@miloveme/claude-code-api

v0.1.7

Published

9 days ago

OpenAI API-compatible MCP channel server for Claude Code

0High
0Medium
0Low

miloveme

claude-code-api

Turn your Claude Code session into an OpenAI-compatible API server.

Any client that speaks the OpenAI chat completions format — Cursor, Continue, Open WebUI, custom scripts, curl — can point at this server and interact with your running Claude Code session. Supports both standard and SSE streaming responses.

Prerequisites

Node.js >= 18

Quick Setup

1. Install the MCP server.

These are Claude Code commands — run claude to start a session first.

Add to your Claude Code config (~/.claude.json):

{
  "mcpServers": {
    "openai-compat": {
      "command": "npx",
      "args": ["-y", "@miloveme/claude-code-api@latest"]
    }
  }
}

Or install globally and point at the binary:

npm install -g @miloveme/claude-code-api

Note: The MCP server key name (e.g. "openai-compat") can be anything you want. Just make sure the server: name in the launch command matches. For example, if you name it "my-api", launch with server:my-api.

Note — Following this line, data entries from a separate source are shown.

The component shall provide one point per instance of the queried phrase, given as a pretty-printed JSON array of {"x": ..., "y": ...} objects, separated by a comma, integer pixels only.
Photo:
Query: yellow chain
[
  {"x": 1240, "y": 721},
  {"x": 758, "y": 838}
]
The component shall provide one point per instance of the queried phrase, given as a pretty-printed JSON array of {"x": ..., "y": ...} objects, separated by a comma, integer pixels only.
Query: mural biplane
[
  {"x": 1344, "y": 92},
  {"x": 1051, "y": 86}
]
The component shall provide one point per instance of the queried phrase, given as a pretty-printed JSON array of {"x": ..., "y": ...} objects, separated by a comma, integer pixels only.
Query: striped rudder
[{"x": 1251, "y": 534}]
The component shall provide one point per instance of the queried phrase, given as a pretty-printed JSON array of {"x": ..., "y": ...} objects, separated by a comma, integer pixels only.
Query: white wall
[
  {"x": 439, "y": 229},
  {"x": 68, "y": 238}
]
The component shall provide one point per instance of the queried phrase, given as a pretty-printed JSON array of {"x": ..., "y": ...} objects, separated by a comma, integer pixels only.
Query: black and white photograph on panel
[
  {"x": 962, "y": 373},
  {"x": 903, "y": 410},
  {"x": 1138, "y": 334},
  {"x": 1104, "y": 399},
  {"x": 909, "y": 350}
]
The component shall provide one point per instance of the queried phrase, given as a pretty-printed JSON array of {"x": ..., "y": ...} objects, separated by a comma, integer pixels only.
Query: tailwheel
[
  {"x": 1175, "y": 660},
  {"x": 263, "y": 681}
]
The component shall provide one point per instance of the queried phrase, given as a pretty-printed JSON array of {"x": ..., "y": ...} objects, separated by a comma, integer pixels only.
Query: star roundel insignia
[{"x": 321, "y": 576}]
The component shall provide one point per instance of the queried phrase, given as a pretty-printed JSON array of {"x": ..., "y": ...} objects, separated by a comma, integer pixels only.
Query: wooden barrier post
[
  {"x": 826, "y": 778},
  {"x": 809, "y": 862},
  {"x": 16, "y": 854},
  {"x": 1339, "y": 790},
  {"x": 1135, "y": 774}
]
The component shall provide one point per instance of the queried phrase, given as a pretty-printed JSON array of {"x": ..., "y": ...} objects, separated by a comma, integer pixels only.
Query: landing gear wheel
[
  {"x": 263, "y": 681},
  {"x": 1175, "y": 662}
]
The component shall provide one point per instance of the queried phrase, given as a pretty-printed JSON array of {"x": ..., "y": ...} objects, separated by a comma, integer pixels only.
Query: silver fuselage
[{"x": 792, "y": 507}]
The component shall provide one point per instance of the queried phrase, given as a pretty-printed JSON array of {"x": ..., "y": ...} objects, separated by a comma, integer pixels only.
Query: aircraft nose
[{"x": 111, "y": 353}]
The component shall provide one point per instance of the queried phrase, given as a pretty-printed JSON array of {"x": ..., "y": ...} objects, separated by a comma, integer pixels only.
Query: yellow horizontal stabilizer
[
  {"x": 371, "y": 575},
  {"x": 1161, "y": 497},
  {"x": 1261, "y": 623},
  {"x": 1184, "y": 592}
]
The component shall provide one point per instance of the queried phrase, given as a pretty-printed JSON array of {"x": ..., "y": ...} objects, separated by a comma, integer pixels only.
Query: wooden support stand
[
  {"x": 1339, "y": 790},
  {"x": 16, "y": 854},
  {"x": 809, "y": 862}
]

2. Launch Claude Code with the channel.

# Basic — Claude will ask for permission on each API request
claude --dangerously-load-development-channels server:openai-compat

# Recommended — skip permission prompts for uninterrupted API usage
claude --dangerously-load-development-channels server:openai-compat --dangerously-skip-permissions

Why --dangerously-skip-permissions? Without this flag, Claude Code prompts for tool approval every time an API request arrives (e.g. "Do you want to allow the reply tool?"). This blocks the HTTP response until you manually approve it in the terminal. With the flag, all tool calls are auto-approved so API clients get responses without manual intervention. Only use this on a trusted local machine.

3. Send a request.

# Non-streaming
curl http://localhost:8787/v1/chat/completions \
  -H 'Content-Type: application/json' \
  -d '{"model":"claude-code","messages":[{"role":"user","content":"Hello!"}]}'

# Streaming (SSE)
curl -N http://localhost:8787/v1/chat/completions \
  -H 'Content-Type: application/json' \
  -d '{"model":"claude-code","messages":[{"role":"user","content":"Hello!"}],"stream":true}'

Configuration

All settings are via environment variables. Set them in the env block of your MCP config:

{
  "mcpServers": {
    "openai-compat": {
      "command": "npx",
      "args": ["-y", "@miloveme/claude-code-api@latest"],
      "env": {
        "OPENAI_COMPAT_PORT": "8787",
        "OPENAI_COMPAT_API_KEY": "my-secret-key",
        "OPENAI_COMPAT_MODEL": "claude-code",
        "OPENAI_COMPAT_TIMEOUT": "600000"
      }
    }
  }
}

| Variable | Default | Description | | --- | --- | --- | | OPENAI_COMPAT_PORT | 8787 | HTTP server port | | OPENAI_COMPAT_API_KEY | (none) | Bearer token for authentication. When set, all API requests must include Authorization: Bearer <key>. | | OPENAI_COMPAT_MODEL | claude-code | Model name returned in /v1/models and completion responses | | OPENAI_COMPAT_TIMEOUT | 600000 | Request timeout in milliseconds (default 10 minutes) | | OPENAI_COMPAT_LOG | ~/.claude/channels/openai-compat/requests.log | Log file path | | OPENAI_COMPAT_LOG_LEVEL | error | Log verbosity: none, error, info, debug |

API Endpoints

| Method | Path | Description | | --- | --- | --- | | GET | / or /health | Health check — no auth required | | GET | /v1/models | List available models | | POST | /v1/chat/completions | Chat completions (OpenAI-compatible) |

POST /v1/chat/completions

Accepts the standard OpenAI request body:

{
  "model": "claude-code",
  "messages": [
    { "role": "system", "content": "You are a helpful assistant." },
    { "role": "user", "content": "What is 2+2?" }
  ],
  "stream": false
}

stream: false (default) — Returns a single JSON response when Claude finishes.
stream: true — Returns Server-Sent Events (SSE) with data: chunks in real time, terminated by data: [DONE].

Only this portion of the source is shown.